Hewlett-Packard today expanded the range of its managed cloud services with the addition of four virtual server and three physical server configurations that are being delivered as part of the HP Helion Managed Virtual Private Cloud (VPC).
Jim Fanella, vice president and general manager for HP enterprise services, says that as part of an effort to give IT organizations more cloud computing options, the new virtual servers are aimed at lighter application workloads, while the physical servers will be aimed at mission-critical applications required for dedicated infrastructure.

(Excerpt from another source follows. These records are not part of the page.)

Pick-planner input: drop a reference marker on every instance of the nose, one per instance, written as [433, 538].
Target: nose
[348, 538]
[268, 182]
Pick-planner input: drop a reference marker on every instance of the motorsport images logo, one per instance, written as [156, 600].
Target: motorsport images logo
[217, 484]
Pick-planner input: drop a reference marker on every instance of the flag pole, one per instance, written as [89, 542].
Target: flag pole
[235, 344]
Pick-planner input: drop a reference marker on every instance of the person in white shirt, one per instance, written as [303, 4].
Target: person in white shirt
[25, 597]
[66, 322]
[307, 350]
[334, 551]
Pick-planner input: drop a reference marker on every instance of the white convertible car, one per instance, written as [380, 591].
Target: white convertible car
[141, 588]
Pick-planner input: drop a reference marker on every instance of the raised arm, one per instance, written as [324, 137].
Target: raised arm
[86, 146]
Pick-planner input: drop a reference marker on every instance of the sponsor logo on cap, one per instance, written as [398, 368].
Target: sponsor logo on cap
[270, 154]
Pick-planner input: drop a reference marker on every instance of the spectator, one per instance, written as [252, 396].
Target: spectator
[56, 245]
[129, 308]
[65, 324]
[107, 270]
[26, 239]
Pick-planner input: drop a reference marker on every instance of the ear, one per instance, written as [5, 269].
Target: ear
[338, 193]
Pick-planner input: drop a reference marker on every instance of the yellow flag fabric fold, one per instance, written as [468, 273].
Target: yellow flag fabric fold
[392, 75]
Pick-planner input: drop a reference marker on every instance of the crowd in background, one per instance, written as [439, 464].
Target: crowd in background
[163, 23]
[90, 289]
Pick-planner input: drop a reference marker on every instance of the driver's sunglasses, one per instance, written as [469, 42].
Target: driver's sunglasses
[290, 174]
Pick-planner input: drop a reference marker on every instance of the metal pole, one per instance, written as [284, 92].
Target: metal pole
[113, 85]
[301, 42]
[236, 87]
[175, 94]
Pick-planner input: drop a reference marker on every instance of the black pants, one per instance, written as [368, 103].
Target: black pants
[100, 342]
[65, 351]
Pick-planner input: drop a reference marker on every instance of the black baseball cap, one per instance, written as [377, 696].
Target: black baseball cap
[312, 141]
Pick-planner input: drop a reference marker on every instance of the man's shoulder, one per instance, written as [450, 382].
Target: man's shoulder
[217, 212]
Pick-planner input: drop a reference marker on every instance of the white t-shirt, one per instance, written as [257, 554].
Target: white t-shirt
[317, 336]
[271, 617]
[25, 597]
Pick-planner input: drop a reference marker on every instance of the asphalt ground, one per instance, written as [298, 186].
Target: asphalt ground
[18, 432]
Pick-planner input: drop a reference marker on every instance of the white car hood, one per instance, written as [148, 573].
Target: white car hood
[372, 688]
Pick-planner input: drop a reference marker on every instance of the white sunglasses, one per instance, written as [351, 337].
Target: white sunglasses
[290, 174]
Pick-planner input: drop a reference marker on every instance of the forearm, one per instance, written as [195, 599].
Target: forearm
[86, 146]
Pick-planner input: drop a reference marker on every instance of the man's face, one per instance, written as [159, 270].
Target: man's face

Naturally, Fanella says that IT organizations can customize those configurations, which are designed to give IT organizations a simpler starting point for moving into the cloud. In reality, Fanella says most IT organizations are moving toward a hybrid computing model. Those hybrid cloud computing implementations will not only span on-premise and cloud computing environments, but also multiple cloud computing services. As such, HP will offer a variety of managed services that span both the HP Helion cloud and systems running on premise, says Fanella.
Based on OpenStack, Fanella says one of the things that is attracting IT organizations to the HP Helion cloud is that it provides them with a hardened implementation of an open source cloud management framework that is ready for use in the enterprise. As interest in building private clouds using OpenStack picks up, HP is betting that many of those private clouds will be deployed on infrastructure-as-a-service (IaaS) platforms.
More often than not, Fanella says IT organizations will be the brokers of private cloud services rather than the actual builders of them. Business leaders are looking for more agility from IT, which most IT organizations are not going to be able to deliver by building every private cloud implementation from the ground up.
Longer term, Fanella says HP is building “cloud maps” through which IT organizations can create templates that are essentially stateless implementations of a private cloud, which can be deployed anywhere in a matter of hours versus requiring them to build the same private cloud multiple times over. Once those maps are created, Fanella adds that IT organizations should be able to expose self-service provisioning capabilities to developers inside their organization within a set of policies and “guardrails” defined by the internal IT organization.
From a cultural perspective, most IT organizations are still getting comfortable with the cloud. But as 2015 continues to evolve, it’s apparent that enterprise IT is rapidly making a shift to a “cloud first” mentality. The only real question is to what degree those clouds are going to be managed by internal IT versus cloud service providers such as HP.